Pero de vez en cuando le invade una gran inquietud. Vuelve a pedir algo de alimento y vuelve a hablar.
—¡Ay! —Le dice al comandante que apenas si se aparta de su lado—, ¡qué desdichado soy! ¿Por qué todos mis esfuerzos no pueden ser más que una imitación, un vano intento? Lo que fue dicha para ella, para mí es tortura; y, sin embargo, por causa de esa misma dicha me siento obligado a aceptar esta tortura. Tengo que seguirla, tengo que seguir su camino. Pero mi naturaleza me retiene y lo mismo mi promesa. En verdad que es una tarea terrible tener que imitar lo inimitable. ¡Me doy buena cuenta, mi querido amigo, de que hace falta genio para todo, hasta para el martirio!

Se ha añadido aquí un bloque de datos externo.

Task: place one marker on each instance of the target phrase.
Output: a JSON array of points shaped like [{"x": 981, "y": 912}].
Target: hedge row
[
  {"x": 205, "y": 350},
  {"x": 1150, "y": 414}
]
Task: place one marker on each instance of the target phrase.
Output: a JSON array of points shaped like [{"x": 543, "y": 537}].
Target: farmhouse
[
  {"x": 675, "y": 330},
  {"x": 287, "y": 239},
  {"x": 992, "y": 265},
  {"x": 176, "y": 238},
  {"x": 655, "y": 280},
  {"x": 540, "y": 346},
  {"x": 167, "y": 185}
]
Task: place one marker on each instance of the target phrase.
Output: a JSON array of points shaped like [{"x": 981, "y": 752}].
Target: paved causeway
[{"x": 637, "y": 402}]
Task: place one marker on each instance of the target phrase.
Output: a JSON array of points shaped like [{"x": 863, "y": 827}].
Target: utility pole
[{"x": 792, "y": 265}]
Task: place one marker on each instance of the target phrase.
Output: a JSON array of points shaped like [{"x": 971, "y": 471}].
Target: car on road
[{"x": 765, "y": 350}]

¿De qué serviría recordar, en esta situación desesperada, todos los esfuerzos con los que trataron de afanarse inútilmente durante algún tiempo el médico, el amigo, la esposa y todos los que rodeaban a Eduardo? Finalmente un día lo hallaron muerto. Fue Mittler el primero que hizo el triste descubrimiento. Llamó al médico y, tal como era su costumbre, sin perder la calma, observó con exactitud las circunstancias en que había sido hallado el cuerpo. Vino Carlota apresuradamente; sentía nacer en ella la sospecha de un suicidio. Ya quería echarse las culpas y echárselas a los demás por su imperdonable imprudencia, pero tanto el médico con argumentos de índole natural, como Mittler con argumentos morales supieron convencerla muy pronto de lo contrario. Era evidente que Eduardo había sido sorprendido por su fin. En un momento de tranquilidad había sacado de una cartera que guardaba dentro de una cajita y había extendido delante de él todo lo que le había quedado de Otilia y que hasta entonces siempre había tenido buen cuidado de esconder: un mechón de pelo, flores cogidas en las horas felices, todas las notas que habían intercambiado, empezando por aquella que Otilia le había escrito y su esposa le había dado por uno de esos azares proféticos. Era impensable que hubiera dejado todos aquellos tesoros expuestos de manera voluntaria a la posibilidad de un hallazgo casual. Así pues, aquel corazón que hasta hacía tan poco tiempo era presa de una agitación infinita había hallado finalmente una paz imperturbable, y como se había dormido con el pensamiento puesto en una santa, bien se le podía llamar bienaventurado. Carlota le dio un lugar al lado de Otilia y ordenó que nadie más fuera enterrado en aquella cripta. Bajo esa condición otorgó una fundación considerable para la iglesia y la escuela, para el sacerdote y el maestro.
Así descansan los amantes el uno junto al otro. La paz envuelve su morada y los rostros serenos y amigos de los ángeles les contemplan desde la bóveda. ¡Qué dichoso será el instante en que vuelvan a despertar juntos!